Le problème sous-jacent à la croissance des crypto-monnaies en Colombie réside dans l’absence d’un cadre réglementaire clair et consolidé. C’est ce qu’explique Julián Colombo, directeur principal pour l’Amérique du Sud chez Bitso.
Bien que le pays enregistre une utilisation importante des actifs cryptographiques – près de 6 millions de Colombiens opèrent déjà avec des plateformes associées, selon la Chambre colombienne de commerce électronique – et se positionne parmi les cinq plus actifs en Amérique latine et le 35e au niveau mondialce potentiel n’a pas encore été pleinement exploité.
Il y a cinq ans, de nombreux utilisateurs considéraient la réglementation comme lointaine, voire indésirable, selon Colombo.

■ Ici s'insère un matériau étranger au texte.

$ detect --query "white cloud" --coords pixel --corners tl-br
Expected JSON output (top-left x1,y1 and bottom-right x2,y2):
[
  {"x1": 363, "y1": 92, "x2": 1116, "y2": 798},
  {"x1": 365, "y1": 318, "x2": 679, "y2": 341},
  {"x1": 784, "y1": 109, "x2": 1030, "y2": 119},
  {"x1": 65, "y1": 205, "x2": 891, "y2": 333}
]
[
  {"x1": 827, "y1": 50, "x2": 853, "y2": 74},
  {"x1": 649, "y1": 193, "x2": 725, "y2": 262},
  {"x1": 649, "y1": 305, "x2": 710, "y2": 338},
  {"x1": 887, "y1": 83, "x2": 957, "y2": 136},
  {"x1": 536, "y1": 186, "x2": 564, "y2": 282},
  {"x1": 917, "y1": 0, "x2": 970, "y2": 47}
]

Aujourd’hui, la perception a changé. « Ce manque de réglementation est ce qui nous a empêché de nous adresser à un public plus grand public et également à un public d’entreprises, qui a besoin de règles du jeu claires », explique le dirigeant.
Les entreprises les plus conservatrices exigent de la certitude, bIls doivent savoir qu’il existe un régulateur qui réagira si quelque chose ne va pas avec l’argent.. Sans ce soutien, les banques traditionnelles continuent de fermer les comptes des entreprises du secteur, ce qui génère de réelles barrières opérationnelles et limite l’intégration avec le système financier formel, selon le porte-parole.
La Colombie est l’un des marchés les plus dynamiques de la région. Il est en concurrence avec le Brésil et le Mexique en termes de volume d’échanges et occupe une place de choix parmi les 20 pays qui effectuent le plus de transactions de crypto-monnaies dans le monde, comme le rapporte CriptoNoticias.
Cependant, les projets de loi ont été bloqués au Congrès, sans parvenir à un consensus entre la Surintendance financière, la Banque de la République et le ministère des Finances. En fait, une éventuelle réglementation est actuellement analysée au Congrès lui-même.
Les expériences ratées et le manque de progrès ont maintenu l’écosystème dans un vide qui entrave la confiance et l’évolutivité. Cette incertitude a des impacts concrets.
Pour les utilisateurs, le risque de fraude et de plateformes peu fiables augmente. Pour les entreprises, complique le paiement des fournisseurs internationauxla gestion de la trésorerie en dollars numériques et le recrutement de talents à l’échelle mondiale.
En revanche, pour Colombo, les pièces stables – comme l’USDC ou l’USDT – se sont révélées être l’outil le plus répandu et le plus pratique car elles combinent une technologie inspirée du bitcoin avec la stabilité des valeurs.
Le cas le plus évident est celui des envois de fonds. Historiquement, envoyer de l’argent depuis l’étranger coûtait entre 5% et 10% (et même 20% chez certains courtiers). Avec les crypto-monnaies, l’argent arrive presque gratuitement et en une minute.
Il est important de noter que 13,7% des technologie financière Les Colombiens intègrent les stablecoins et ce chiffre devrait doubler dans les années à venir. En outre, la Direction nationale des impôts et des douanes (DIAN) a imposé de nouvelles exigences de déclaration pour les opérations avec Bitcoin, Ethereum et Stablecoins, indiquant un plus grand contrôle fiscal, mais aussi une reconnaissance implicite du secteur.
Colombo propose des recommandations pratiques telles que se renseigner sur risques fondamentaux, différencier les actifs volatils comme le bitcoin et les pièces stables et choisissez des plateformes fiables et réglementées sur d’autres marchés.
Selon l’exécutif, la Colombie possède le talent, la demande et les cas d’utilisation réels. Ce qui manque, c’est le cadre juridique qui nous permette de passer d’une adoption informelle et fragmentée à un écosystème mature, sûr et massif. Sans réglementation, le marché local colombien des crypto-monnaies continuera de croître, mais il ne décollera pas avec toute sa puissance.
Il convient de noter que, même si une réglementation claire par les gouvernements pourrait apporter une plus grande sécurité juridique et faciliter l’adoption institutionnelle, Bitcoin fonctionne selon ses propres règles, déjà définies et appliquées immuablement dans son code source.
Bitcoin n’a besoin d’aucune réglementation supplémentaire au-delà de celles déjà inscrites dans son protocole : des règles mathématiques, cryptographiques et économiques que chacun peut vérifier et que personne ne peut modifier unilatéralement.